Back then, she called him "Daniel the Prince." Today, the 90-year-old great-grandmother addresses him as Rabbi Bouskila, the all-grown-up leader of the synagogue she has been a part of for 53 years.
It is the 34-year-old rabbi who is now giving Moreno a boost as she reaches for the Torah.
Moreno is one of about 35 students in Bouskila's new adult bat mitzvah class at Sephardic Temple Tifereth Israel. She joins young Hebrew-school moms, career women and retirees.
"Many women in our community never had a bat mitzvah for the simple reason that, in the Sephardic community, there was no such thing," Bouskila says.
But even more than the formal bat mitzvah ceremony, what many women are missing is a basic Jewish education, says Bouskila.

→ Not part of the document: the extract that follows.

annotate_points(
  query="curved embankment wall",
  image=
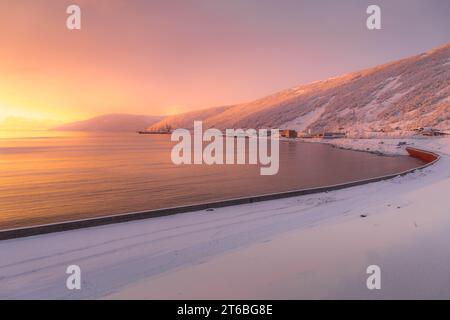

While many in the class have spent decades running traditional Jewish households, most missed out on a formal education, and some don't even read Hebrew. "Every time I asked my grandfather for an explanation, he would say, 'You're a girl; you don't need to know,'" says Moreno, who grew up in Brooklyn with her Orthodox Turkish family.
Now, Moreno is finally getting some of those answers. The course that Bouskila designed is an intense overview of Jewish history, literature, Bible, law, philosophy and prayer. The class will also delve into Sephardic traditions through a study of the holidays and Shabbat.
"I thought it would be a good opportunity to increase the level of Jewish education in our synagogue by giving women an opportunity to come and study in a forum which would lead to a formal ceremony," Bouskila says.
The bat mitzvah ceremony will be held after the regular service on a Friday night this winter. The women will present readings in Tanach (Bible) and sing parts of the prayers and zemirot, songs for Shabbat. Each woman will be presented with a certificate and gifts of Jewish books.
In his six years at Sephardic Temple Tifereth Israel in Westwood, Bouskila has done much to bring women closer to ritual life. That has taken some ingenuity, since the synagogue is nonegalitarian.
"We deal with the tensions of being a traditional Sephardic synagogue influenced by the modern world," Bouskila says. "We do our best to maintain tradition but accommodate the ideas of a modern society."
That is the philosophy Bouskila worked with when he decided to update how girls celebrated bat mitzvahs at the largest Sephardic synagogue on the West Coast.
Before he arrived, girls celebrated on Friday night by leading parts of the service and then chanting the next day's haftarah. While having any bat mitzvah ceremony was cutting-edge for a Sephardic congregation, Bouskila wanted to find something more relevant to the girls.
He eliminated the Friday-night haftarah chanting and instead helps the bat mitzvah girl prepare a portion of the Bible that has relevance to her. At Saturday-morning services, during the time when the rabbi usually delivers his sermon, the girl chants the portion she has prepared, then teaches it to the congregation, in addition to delivering a formal bat mitzvah address.
Bouskila faced some opposition from temple activists in introducing these innovations as well as others, such as giving women a Torah scroll to dance with on Simchat Torah.
"Clearly, [those who objected] felt that this meant that women would participate in the service, which is something we don't do," Bouskila says of the opposition to the adult bat mitzvah class. "But the moment they realized the ceremony is something that wouldn't impact the prayer service, but be independent of it, they had no objections."
Besides, Bouskila says, he views the ceremony as somewhat secondary to the educational aspect of the class, an idea many of his students also expressed.
"The bat mitzvah will be fun because of the camaraderie of women being together," says Sarah Treves, a past president of the sisterhood. "But the ceremony doesn't mean much. I'm going for the education."
Esther Cohen, a 58-year-old in the fine arts business, says that the class gives a clearer picture of the religion than what she was offered growing up.
"Many women for a long time wanted to know more or would like to ask questions, and sometimes they were put off not so much by clergy but by other people saying we can't do that, or you're not allowed," says Cohen. "We are finding that while you had a grandfather who said, 'You can't do that,' you can learn and you can really enjoy."